Back in 2003 the Accreditation Council for Graduate Medical Education decreed that interns couldn’t work more than 80 hours per week. Why? Because sleep deprivation increased their risk of crashing their car or making grave errors on the job. Keep in mind, these so-called curbed hours still work out to a robustly workaholic 11.4 hours per day, every day. But more (relatively) humane work conditions for medical residents create more humane conditions for their patients. With the (somewhat) shorter hours residents work, fewer patients get sent to intensive care and fewer patients get mistakes in their prescriptions, according to a Yale School of Medicine study in the Annals of Internal Medicine.

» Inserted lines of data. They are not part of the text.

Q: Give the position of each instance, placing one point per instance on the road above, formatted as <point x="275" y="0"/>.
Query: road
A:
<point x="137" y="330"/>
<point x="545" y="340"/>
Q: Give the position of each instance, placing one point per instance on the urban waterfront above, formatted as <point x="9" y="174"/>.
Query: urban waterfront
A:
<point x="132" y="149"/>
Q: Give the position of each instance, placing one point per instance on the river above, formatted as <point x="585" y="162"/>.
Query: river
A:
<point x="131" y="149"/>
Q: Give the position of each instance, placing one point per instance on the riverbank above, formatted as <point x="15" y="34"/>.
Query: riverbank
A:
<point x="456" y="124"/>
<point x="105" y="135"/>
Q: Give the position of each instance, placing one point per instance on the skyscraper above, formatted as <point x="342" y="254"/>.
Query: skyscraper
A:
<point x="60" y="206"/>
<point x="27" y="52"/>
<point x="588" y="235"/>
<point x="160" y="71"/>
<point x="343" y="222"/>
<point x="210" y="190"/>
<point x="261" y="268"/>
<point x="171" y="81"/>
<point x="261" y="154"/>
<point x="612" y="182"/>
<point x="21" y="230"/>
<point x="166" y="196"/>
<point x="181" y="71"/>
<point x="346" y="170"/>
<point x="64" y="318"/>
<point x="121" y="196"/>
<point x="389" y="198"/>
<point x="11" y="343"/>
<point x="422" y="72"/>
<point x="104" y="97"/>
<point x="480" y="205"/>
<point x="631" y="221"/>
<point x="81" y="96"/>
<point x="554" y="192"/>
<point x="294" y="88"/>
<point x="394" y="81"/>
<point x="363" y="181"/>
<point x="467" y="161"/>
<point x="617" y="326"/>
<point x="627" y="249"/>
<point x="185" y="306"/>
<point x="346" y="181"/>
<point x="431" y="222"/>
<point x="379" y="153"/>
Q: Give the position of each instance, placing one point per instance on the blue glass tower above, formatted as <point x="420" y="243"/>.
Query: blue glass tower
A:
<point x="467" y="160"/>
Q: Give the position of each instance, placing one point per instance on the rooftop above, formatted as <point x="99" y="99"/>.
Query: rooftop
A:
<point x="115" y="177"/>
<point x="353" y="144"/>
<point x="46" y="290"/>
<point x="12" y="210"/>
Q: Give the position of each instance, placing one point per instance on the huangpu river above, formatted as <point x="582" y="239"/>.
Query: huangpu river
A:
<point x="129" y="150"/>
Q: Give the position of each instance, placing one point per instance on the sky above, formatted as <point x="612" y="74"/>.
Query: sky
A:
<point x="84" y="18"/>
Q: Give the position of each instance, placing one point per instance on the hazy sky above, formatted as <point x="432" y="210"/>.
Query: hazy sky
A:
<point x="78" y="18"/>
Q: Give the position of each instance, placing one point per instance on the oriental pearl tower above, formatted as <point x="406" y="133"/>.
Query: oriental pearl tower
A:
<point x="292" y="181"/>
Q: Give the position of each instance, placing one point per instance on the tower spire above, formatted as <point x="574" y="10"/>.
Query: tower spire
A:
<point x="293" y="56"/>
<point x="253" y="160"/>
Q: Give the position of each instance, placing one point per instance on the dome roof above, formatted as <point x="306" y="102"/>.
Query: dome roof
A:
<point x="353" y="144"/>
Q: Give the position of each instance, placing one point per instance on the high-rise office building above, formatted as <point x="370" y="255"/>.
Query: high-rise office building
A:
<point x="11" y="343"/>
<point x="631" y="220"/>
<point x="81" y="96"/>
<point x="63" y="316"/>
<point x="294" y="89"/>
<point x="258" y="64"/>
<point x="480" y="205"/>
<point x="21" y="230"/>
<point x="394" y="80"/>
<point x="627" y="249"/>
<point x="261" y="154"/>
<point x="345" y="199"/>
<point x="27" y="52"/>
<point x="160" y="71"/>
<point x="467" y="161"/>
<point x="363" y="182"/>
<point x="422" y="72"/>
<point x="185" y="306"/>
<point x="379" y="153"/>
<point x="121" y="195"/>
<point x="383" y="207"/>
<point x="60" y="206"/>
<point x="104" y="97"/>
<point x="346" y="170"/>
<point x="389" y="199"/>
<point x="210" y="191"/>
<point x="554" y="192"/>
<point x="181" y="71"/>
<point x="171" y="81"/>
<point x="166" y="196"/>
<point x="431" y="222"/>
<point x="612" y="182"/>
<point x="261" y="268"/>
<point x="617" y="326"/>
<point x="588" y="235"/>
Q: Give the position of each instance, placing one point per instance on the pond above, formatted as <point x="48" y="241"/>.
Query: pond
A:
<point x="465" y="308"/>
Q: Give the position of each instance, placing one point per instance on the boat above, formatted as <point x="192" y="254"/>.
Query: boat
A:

Because if your doctor’s going to touch you there, a limp cold handshake just won’t do… Patients Want To Shake Hands With Their Physicians, Survey Finds. As opposed to those who prefer a song and dance.

Late weekend sleep among teens may lead to poor academic performance. Teenagers who stay up late on school nights and make up for it by sleeping late on weekends are more likely to perform poorly in the classroom. Which is ironic cause that was me in a nutshell and I did okay. Bet you readers did too.

This one’s a doozie too. “If your teenage son or daughter starts having mood swings, and stays out late, then it could very well be a sign that your kid is in love.” You can also tell if this is the case by such physiological changes as “sweaty palms, pounding hearts, and increased and excessive energy when they were around their beloved.” God. High-school palms were SO gross and sweaty.

Disclaimer: Your Health This Week may contain inaccuracies, errors, omissions and in a few rare cases outright fabrications, especially in the disclaimer. This is normal, and adjusting your screen or wireless connection will not make it better. Except for errors in this week’s This Week, which Anna typed with sweaty palms, pounding heart, and increased and excessive energy.